Vinson venait de s’apercevoir que ses deux mains étaient immobilisées par les menottes. Il retomba lourdement dans le fauteuil où on l’avait assis et fondit en larmes.

Juve éprouvait une réelle pitié pour le malheureux être qui gisait impuissant, misérable, devant lui. Mais il n’y avait pas lieu de s’attendrir. Vinson était un grand coupable, un abominable traître… peut-être avait-il des excuses à son crime, peut-être ses fautes résultaient-elles d’une mauvaise éducation, de déplorables exemples… Juve n’avait pas la mission de juger, mais uniquement de livrer le coupable à ses juges.

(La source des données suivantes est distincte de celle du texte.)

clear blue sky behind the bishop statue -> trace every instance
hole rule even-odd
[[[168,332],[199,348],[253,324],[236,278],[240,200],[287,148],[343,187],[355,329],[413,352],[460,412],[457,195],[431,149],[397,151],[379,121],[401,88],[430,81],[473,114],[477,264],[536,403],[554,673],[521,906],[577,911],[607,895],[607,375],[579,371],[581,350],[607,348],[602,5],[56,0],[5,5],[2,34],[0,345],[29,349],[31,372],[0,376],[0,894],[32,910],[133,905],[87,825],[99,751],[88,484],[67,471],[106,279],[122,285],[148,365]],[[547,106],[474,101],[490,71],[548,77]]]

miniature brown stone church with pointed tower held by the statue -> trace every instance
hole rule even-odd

— Allons! fit-il en frappant sur l’épaule du caporal Vinson… Venez, nous partons pour Paris…

Le malheureux hésita une seconde, leva des yeux suppliants vers Juve, puis, résigné à son sort, comprenant que toute résistance était impossible, il se leva péniblement et obéit au policier. Un agent de la Sûreté s’était joint à Juve, et les trois hommes s’installèrent dans un compartiment de seconde.